A pair of flaws in ASUS routers for the home could allow an attacker to compromise the devices – and eavesdrop on all of the traffic and data that flows through them.
The bugs are specifically found in the RT-AC1900P whole-home Wi-Fi model, within the router’s firmware update functionality. Originally uncovered by Trustwave, ASUS has issued patches for the bugs, and owners are urged to apply the updates as soon as they can.
The first issue (CVE-2020-15498) stems from a lack of certificate checking.
The router uses GNU Wget to fetch firmware updates from ASUS servers. It’s possible to log in via SSH and use the Linux/Unix “grep” command to search through the filesystem for a specific string that indicates that the vulnerability is present: “–no-check-certificate.”
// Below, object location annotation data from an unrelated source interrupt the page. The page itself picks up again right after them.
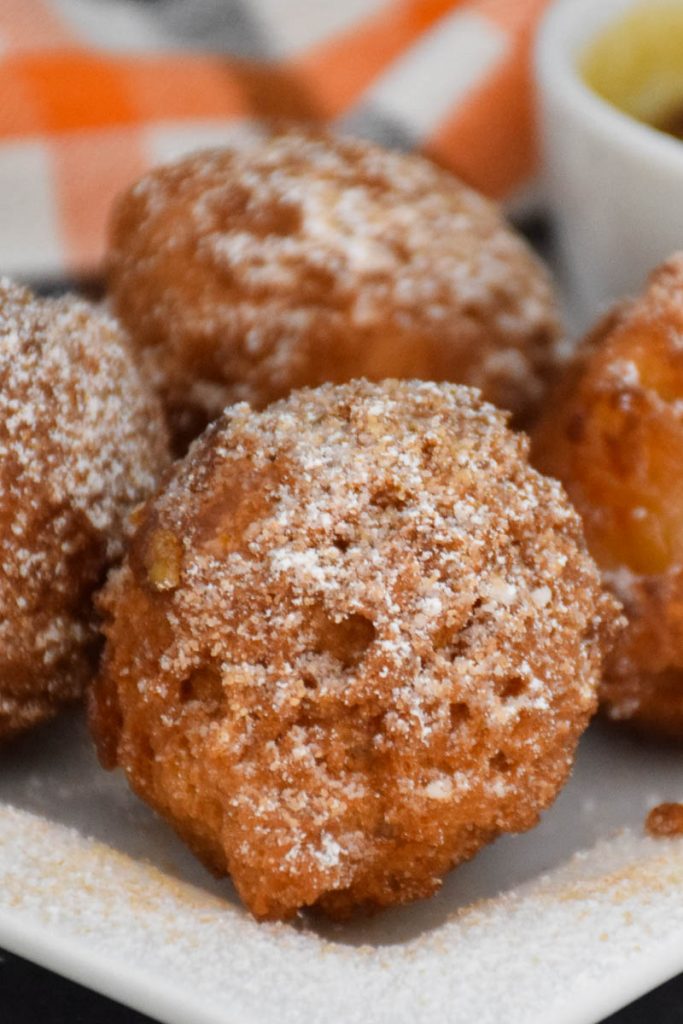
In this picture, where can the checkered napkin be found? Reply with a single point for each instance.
(92, 92)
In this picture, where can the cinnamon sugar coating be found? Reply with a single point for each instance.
(301, 259)
(613, 434)
(356, 637)
(81, 441)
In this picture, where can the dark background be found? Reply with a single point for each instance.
(31, 995)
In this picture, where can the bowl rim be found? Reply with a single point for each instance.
(565, 31)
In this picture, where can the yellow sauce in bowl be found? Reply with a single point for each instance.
(637, 65)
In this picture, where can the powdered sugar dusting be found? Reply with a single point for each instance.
(380, 609)
(300, 259)
(81, 442)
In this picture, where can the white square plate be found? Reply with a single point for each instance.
(531, 931)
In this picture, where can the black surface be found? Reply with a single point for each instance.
(30, 994)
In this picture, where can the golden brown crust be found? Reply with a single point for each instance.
(81, 440)
(612, 433)
(356, 637)
(303, 259)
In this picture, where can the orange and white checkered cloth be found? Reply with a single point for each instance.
(94, 91)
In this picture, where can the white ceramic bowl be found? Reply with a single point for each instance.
(615, 184)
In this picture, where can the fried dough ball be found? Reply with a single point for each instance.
(613, 435)
(81, 441)
(356, 637)
(304, 259)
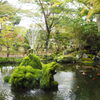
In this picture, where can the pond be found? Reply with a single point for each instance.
(72, 86)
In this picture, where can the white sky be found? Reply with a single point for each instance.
(26, 21)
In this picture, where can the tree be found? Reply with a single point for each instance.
(93, 7)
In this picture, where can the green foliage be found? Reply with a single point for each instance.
(25, 77)
(47, 81)
(10, 60)
(32, 60)
(66, 59)
(6, 79)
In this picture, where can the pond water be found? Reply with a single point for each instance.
(72, 86)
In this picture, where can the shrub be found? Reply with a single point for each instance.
(6, 79)
(47, 80)
(66, 59)
(32, 60)
(10, 60)
(25, 77)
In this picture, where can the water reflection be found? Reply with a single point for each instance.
(66, 82)
(72, 86)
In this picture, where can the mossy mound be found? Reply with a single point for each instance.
(87, 61)
(25, 77)
(47, 81)
(32, 60)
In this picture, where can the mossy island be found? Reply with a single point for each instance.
(32, 74)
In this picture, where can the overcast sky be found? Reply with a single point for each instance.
(26, 21)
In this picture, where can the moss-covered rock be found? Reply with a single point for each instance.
(32, 60)
(47, 81)
(6, 79)
(25, 77)
(87, 61)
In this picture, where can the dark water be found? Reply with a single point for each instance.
(72, 86)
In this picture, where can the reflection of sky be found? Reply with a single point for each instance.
(65, 87)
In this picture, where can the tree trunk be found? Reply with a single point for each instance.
(98, 21)
(8, 52)
(46, 25)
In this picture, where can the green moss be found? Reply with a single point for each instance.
(6, 79)
(47, 79)
(32, 60)
(66, 59)
(88, 63)
(10, 60)
(25, 77)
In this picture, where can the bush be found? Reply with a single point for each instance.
(10, 60)
(25, 77)
(6, 79)
(47, 80)
(32, 60)
(66, 59)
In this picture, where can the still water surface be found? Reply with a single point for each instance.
(72, 86)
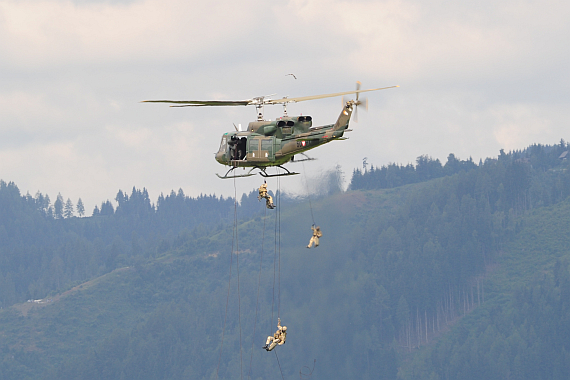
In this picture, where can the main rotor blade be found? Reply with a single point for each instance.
(200, 103)
(303, 98)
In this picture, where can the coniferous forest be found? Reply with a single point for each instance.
(425, 271)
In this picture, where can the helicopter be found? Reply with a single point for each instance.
(267, 143)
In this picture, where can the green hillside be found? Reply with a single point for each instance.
(522, 330)
(411, 273)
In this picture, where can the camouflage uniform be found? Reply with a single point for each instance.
(264, 194)
(316, 235)
(278, 338)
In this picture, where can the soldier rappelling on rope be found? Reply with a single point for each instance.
(278, 338)
(316, 235)
(264, 194)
In vulnerable versions of the router, the files containing that string are shell scripts that perform downloads from the ASUS update servers, according to Trustwave’s advisory, issued on Thursday. This string indicates that there’s no certificate checking, so an attacker could use untrusted (forged) certificates to force the install of malicious files on the targeted device.
An attacker would need to be connected to the vulnerable router to perform a man in the middle attack (MITM), which would allow that person complete access to all traffic going through the device.
The latest firmware eliminates the bug by not using the Wget option anymore.
The second bug (CVE-2020-15499) is a cross-site scripting (XSS) vulnerability in the Web Management interface related to firmware updates, according to Trustwave.
“The release notes page did not properly escape the contents of the page before rendering it to the user,” explained the firm. “This means that a legitimate administrator could be attacked by a malicious party using the first MITM finding and chaining it with arbitrary JavaScript code execution.”
ASUS fixed this in the latest firmware so that the release notes page no longer renders arbitrary contents verbatim.
“Since routers like this one typically define the full perimeter of a network, attacks targeting them can potentially affect all traffic in and out of your network,” warned Trustwave.
ASUS patched the issues in firmware version 3.0.0.4.385_20253.
The bug disclosure comes less than two weeks after a bombshell security review of 127 popular home routers found most contained at least one critical security flaw, according to researchers. Not only did all of the routers the researchers examined have flaws, many “are affected by hundreds of known vulnerabilities,” the researchers said.
On average, the routers analyzed–—by vendors such as D-Link, Netgear, ASUS, Linksys, TP-Link and Zyxel—were affected by 53 critical-rated vulnerabilities (CVE), with even the most “secure” device of the bunch having 21 CVEs, according to the report. Researchers did not list the specific vulnerabilities.